-
Notifications
You must be signed in to change notification settings - Fork 1.5k
OOM handling
Many people think that in GNU/Linux malloc and friends can never return NULL. This is not 100% accurate. The description below applies to tcmalloc, but is partially applicable for other malloc implementations and flavors of Linux.
Indeed, in most cases Linux does virtual memory overcommit (e.g. see https://www.kernel.org/doc/Documentation/vm/overcommit-accounting). So app may successfully sbrk or mmap some memory and then some time later trigger OOM-killer when first touching this memory. I.e. because sbrk and mmap typically don't allocate physical pages. Actual page allocation happens on minor page fault, when virtual page is first touched. And since there is nowhere to return ENOMEM in this case, the kernel just kills one process to reclaim memory (google "linux oom killer" for some more details).
In tcmalloc, freshly allocated virtual pages are usually touched in tcmalloc itself when it tries to split large chunk of ram into small objects of specific class size. So in this case the app will not see NULL from malloc, but will die instead.
Note that machines equipped with swap will likely get into severe swap storm well before hitting oom condition. Which tends to nearly lock-up the machine in unusable state.
Modern world of containers changes this somewhat. Usually, container exceeding its memory limit is killed.
tcmalloc propagates ENOMEM from kernel syscalls down to app. And there are numerous reasons for kernel to return ENOMEM.
When such condition is reached reached, oom condition occurs. So malloc will return NULL. Similarly, nothrow version of operator new will also return NULL. And regular operator new will invoke new_handler (if set) and raise exception.
When mlockall is set, all memory allocations populate virtual pages with actual physical pages. So kernel may run out of memory trying to do that and will return ENOMEM.
This is logical limit enforced by gperftools version of tcmalloc. Hitting this self-imposed limit will trigger oom handling as described above. "Abseil" tcmalloc (at guthub.com/google/tcmalloc) has a similar feature (but they have made a choice to always crash on ooms).
Note that most mallocs will work around RLIMIT_DATA (which makes sbrk fail) by using mmap (which isn't counted against this limit). But in tcmalloc it is possible to explicitly disable mmap allocation and hit OOM condition on RLIMIT_DATA. RLIMIT_AS should make all mallocs fails on reaching address space limit.
With today's systems routinely equipped with far more than 4 gigs of ram it is not hard for programs to allocate 4 gigs and more without exhausting physical ram. But since 32-bit programs have limited address space, they'll hit ENOMEM when reaching 4 gig limit.
Certain kinds of address space abuse in 64 bit programs could in theory trigger ENOMEM too. I.e. because most 64-bit cpus don't really have fully usable 64-bits of address space. Usually something like 48 bits.
tcmalloc allows programs to override system allocator. I.e. replace sbrk or mmap call with whatever app wants. Such system allocator may return NULL or crash at it's choice using it's own definition of out of memory condition.
Linux overcommit has it's limits. And it is also possible to disable it completely. In the later case every allocated page, regardless of whether it has backing physical page, is assumed to consume system memory. And thus attempt to allocate more pages may hit system's limit and trigger ENOMEM.
But even when overcommit is enabled, it is not unlimited. Programs may eat into overcommit "reserve" by mmap-ing large regions of memory and not touching them. Or having large .bss section and not touching it. When system's overcommit limit is reached, the kernel returns ENOMEM and triggers usual oom handling in tcmalloc as described above.

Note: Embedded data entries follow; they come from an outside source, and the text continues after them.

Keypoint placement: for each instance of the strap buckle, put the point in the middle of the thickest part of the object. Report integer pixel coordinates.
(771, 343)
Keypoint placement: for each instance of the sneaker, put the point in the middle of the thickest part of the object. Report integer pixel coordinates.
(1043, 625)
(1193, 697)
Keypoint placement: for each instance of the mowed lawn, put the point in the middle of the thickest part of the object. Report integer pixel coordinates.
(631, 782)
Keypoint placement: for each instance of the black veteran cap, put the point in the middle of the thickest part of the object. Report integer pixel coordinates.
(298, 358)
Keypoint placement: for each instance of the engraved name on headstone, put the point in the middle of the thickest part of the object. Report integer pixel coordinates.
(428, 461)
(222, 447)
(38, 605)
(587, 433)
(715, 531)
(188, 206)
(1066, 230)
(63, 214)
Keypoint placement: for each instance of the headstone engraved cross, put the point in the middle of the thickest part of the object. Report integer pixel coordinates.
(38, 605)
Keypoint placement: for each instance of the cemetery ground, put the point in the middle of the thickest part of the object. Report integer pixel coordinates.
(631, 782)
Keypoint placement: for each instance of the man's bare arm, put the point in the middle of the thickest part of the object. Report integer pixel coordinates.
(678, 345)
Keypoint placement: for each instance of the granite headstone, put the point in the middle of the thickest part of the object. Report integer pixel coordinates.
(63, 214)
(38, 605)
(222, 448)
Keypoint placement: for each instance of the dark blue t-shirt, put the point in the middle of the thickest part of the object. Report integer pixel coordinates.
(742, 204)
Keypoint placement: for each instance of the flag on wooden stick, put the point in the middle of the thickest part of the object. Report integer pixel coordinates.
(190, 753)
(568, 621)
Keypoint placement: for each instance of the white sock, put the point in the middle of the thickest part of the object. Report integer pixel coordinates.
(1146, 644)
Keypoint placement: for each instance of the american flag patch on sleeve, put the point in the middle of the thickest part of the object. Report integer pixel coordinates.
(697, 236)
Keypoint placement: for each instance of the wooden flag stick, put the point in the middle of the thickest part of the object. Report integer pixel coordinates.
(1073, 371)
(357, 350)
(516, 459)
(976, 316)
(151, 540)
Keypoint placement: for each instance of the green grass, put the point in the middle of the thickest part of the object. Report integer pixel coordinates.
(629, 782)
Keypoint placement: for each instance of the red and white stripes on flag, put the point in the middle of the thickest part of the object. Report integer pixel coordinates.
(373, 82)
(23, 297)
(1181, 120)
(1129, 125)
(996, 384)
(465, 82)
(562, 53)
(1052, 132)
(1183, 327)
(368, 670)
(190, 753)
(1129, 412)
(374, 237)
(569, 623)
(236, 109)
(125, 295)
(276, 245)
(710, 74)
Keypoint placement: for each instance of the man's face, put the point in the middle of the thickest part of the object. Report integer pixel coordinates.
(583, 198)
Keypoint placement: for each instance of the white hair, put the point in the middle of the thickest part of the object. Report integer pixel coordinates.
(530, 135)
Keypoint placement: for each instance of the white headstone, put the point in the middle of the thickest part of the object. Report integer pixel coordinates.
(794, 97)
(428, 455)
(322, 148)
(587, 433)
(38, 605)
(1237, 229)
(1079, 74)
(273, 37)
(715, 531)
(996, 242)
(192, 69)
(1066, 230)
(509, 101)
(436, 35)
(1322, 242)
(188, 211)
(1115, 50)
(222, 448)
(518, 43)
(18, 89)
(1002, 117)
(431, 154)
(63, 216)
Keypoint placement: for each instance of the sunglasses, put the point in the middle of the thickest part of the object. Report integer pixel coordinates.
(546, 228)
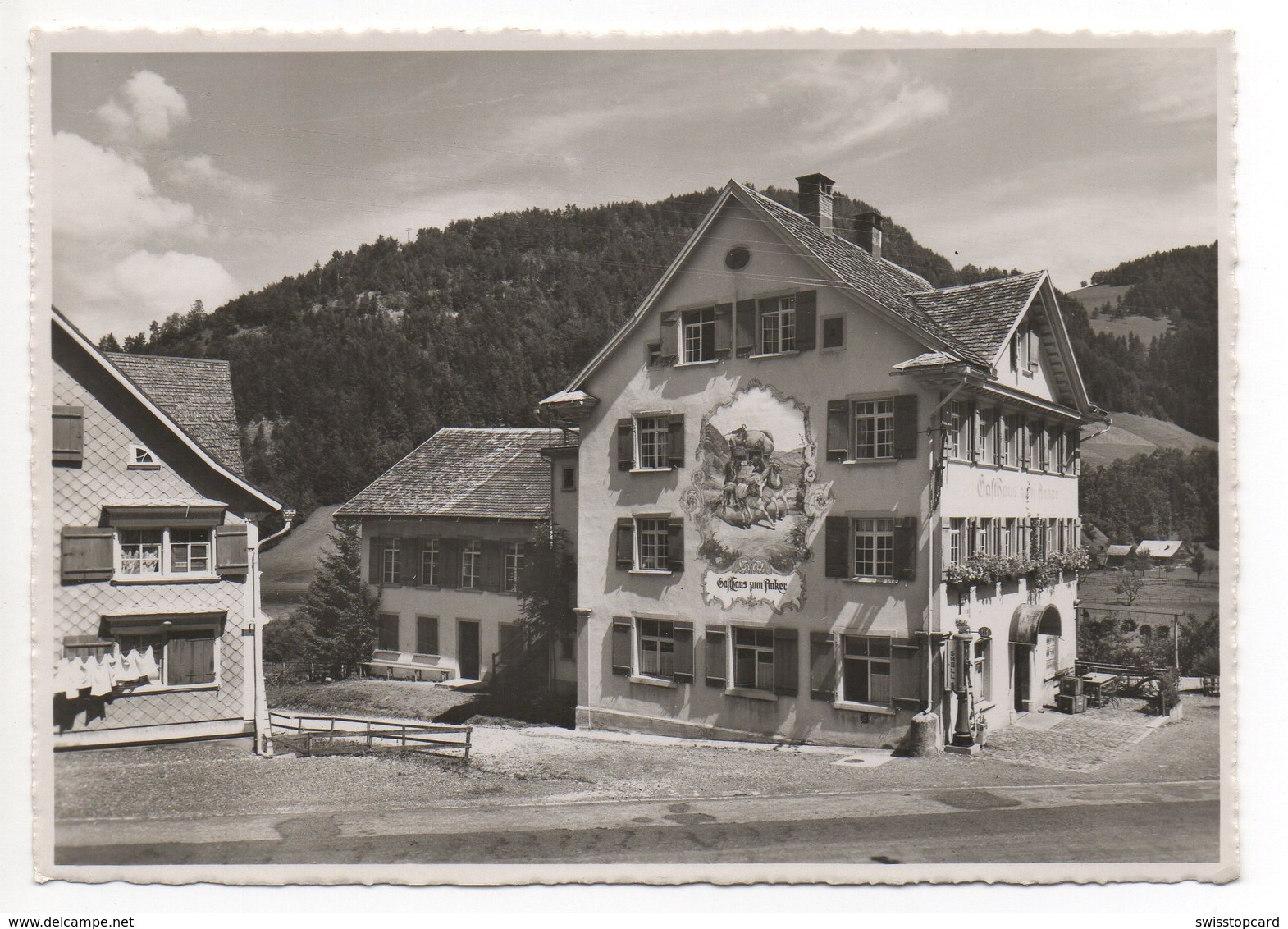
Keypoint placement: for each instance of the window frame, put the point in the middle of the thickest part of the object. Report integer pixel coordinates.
(432, 551)
(881, 423)
(470, 567)
(867, 659)
(702, 320)
(391, 567)
(512, 549)
(661, 527)
(756, 648)
(881, 529)
(660, 431)
(165, 557)
(657, 633)
(783, 321)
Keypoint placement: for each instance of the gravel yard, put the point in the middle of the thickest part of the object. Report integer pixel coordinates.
(539, 764)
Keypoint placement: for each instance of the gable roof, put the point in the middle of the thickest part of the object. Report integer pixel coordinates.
(980, 314)
(162, 414)
(966, 325)
(197, 393)
(464, 472)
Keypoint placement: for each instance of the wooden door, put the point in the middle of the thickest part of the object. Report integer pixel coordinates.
(468, 647)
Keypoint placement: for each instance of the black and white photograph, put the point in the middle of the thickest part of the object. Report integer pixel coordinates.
(800, 461)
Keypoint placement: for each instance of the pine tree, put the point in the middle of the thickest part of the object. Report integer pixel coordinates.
(341, 606)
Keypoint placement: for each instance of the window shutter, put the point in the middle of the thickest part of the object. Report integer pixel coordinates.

Larger malloc requests tend to hit this case.
The author of this page thinks that it doesn't matter. But regardless of that, gperftools will keep maintaining "correct" OOM handling for that tiny fraction of programs that may need it.

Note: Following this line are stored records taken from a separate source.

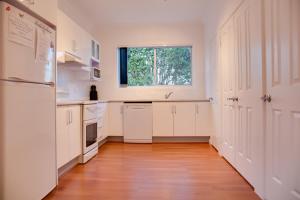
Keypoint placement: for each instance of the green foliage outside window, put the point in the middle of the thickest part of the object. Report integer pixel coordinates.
(159, 66)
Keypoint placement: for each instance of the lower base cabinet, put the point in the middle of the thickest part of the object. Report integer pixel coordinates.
(68, 134)
(182, 119)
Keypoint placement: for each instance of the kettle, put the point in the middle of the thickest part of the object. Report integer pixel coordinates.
(93, 93)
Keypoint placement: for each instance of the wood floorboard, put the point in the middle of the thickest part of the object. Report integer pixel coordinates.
(154, 172)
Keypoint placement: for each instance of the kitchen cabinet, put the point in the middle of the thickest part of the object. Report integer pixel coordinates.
(45, 8)
(241, 61)
(204, 119)
(73, 39)
(184, 119)
(115, 117)
(102, 121)
(163, 120)
(68, 134)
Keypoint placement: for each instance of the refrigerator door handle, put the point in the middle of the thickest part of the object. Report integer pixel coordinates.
(17, 79)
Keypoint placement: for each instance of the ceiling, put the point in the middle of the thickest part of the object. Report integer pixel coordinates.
(148, 11)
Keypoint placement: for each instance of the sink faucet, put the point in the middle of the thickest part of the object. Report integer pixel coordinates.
(167, 96)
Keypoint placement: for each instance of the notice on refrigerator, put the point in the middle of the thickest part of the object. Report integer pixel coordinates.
(44, 46)
(20, 30)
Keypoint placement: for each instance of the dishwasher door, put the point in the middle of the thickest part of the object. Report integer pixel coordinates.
(138, 125)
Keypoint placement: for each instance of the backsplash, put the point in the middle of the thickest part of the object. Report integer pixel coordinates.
(73, 83)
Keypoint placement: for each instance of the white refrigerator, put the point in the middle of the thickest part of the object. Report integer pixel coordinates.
(27, 105)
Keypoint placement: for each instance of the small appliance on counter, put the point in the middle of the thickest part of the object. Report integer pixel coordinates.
(93, 93)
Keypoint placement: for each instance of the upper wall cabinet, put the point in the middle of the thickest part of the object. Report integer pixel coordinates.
(45, 8)
(73, 40)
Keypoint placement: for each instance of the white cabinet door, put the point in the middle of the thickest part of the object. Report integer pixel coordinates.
(184, 119)
(283, 112)
(85, 46)
(62, 136)
(68, 34)
(204, 119)
(115, 119)
(75, 130)
(163, 122)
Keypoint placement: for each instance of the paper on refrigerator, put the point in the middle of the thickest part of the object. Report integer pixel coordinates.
(44, 46)
(21, 30)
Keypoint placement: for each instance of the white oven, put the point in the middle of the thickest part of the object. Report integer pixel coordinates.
(89, 132)
(90, 135)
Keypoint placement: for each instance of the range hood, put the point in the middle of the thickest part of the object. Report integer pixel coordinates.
(67, 58)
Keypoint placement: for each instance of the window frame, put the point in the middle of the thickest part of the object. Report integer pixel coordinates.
(155, 47)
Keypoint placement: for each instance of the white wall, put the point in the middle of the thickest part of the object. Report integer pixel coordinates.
(72, 83)
(137, 35)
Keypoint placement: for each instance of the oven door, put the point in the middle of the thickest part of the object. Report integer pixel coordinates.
(89, 135)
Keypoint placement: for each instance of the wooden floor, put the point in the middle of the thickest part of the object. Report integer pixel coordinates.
(154, 172)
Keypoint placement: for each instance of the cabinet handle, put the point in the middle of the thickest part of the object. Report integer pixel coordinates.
(67, 117)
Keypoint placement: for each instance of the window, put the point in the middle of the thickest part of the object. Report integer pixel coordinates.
(156, 66)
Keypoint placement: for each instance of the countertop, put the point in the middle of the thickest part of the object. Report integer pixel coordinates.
(65, 102)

In theory malloc returning NULL instead of crashing may help program survive. E.g. in the case of http or rpc server, some memory-expensive requests will fail, but less expensive requests will be handled. This is of course if program 100% correctly deals with memory failures, which is hard to implement (especially if your c++ program is built with -fno-exceptions) and even harder to test.

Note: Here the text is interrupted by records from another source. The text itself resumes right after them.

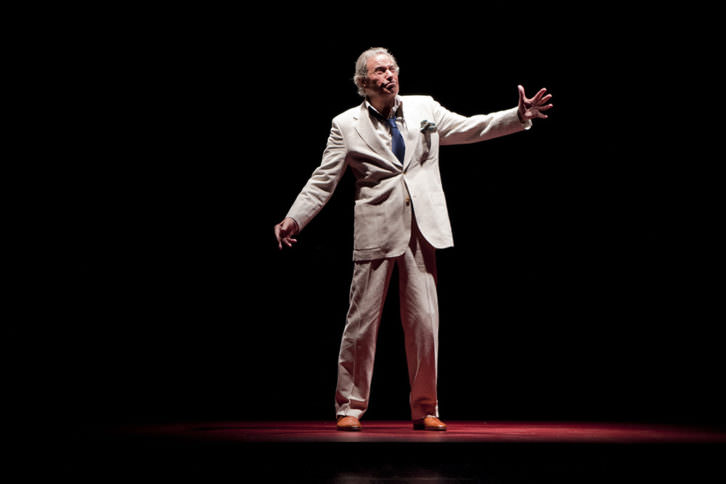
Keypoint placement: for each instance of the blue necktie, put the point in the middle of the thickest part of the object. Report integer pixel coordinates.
(399, 149)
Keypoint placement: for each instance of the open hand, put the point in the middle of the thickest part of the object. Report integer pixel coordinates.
(530, 108)
(285, 231)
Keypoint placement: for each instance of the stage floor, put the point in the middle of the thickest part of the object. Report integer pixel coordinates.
(392, 452)
(401, 431)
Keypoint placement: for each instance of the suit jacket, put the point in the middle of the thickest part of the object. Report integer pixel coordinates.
(387, 194)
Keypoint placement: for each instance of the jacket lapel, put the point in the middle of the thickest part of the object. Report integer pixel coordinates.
(364, 128)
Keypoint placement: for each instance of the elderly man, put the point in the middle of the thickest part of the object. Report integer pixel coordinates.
(391, 143)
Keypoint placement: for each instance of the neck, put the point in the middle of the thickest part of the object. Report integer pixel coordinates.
(383, 105)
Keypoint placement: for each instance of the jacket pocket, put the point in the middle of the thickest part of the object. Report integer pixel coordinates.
(369, 227)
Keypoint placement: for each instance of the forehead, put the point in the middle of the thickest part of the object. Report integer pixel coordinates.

Also, failing memory allocation or calling special out of memory handler (e.g. std::set_new_handler) may allow program to free some memory and retry memory allocation. Doing this correctly is nearly impossible though. new handler will be invoked under all kinds of locks, so what it can do is very limited (e.g. most likely at most releasing predefined set of objects a-la weak references). And most (if not all) malloc implementations cannot guarantee that such freeing will actually make enough usable space for original allocation to succeed. Original memcached tried this approach (incoming "set" operation would try to malloc for incoming value, and in case of failure it would free up to 50 most inactive values to free up space and then retry) and found it to be suboptimal.
In practice, operating at near limit will hurt malloc's fragmentation more and more. Resulting in decreasing of effective memory capacity of the process over time. So this isn't necessarily good choice too.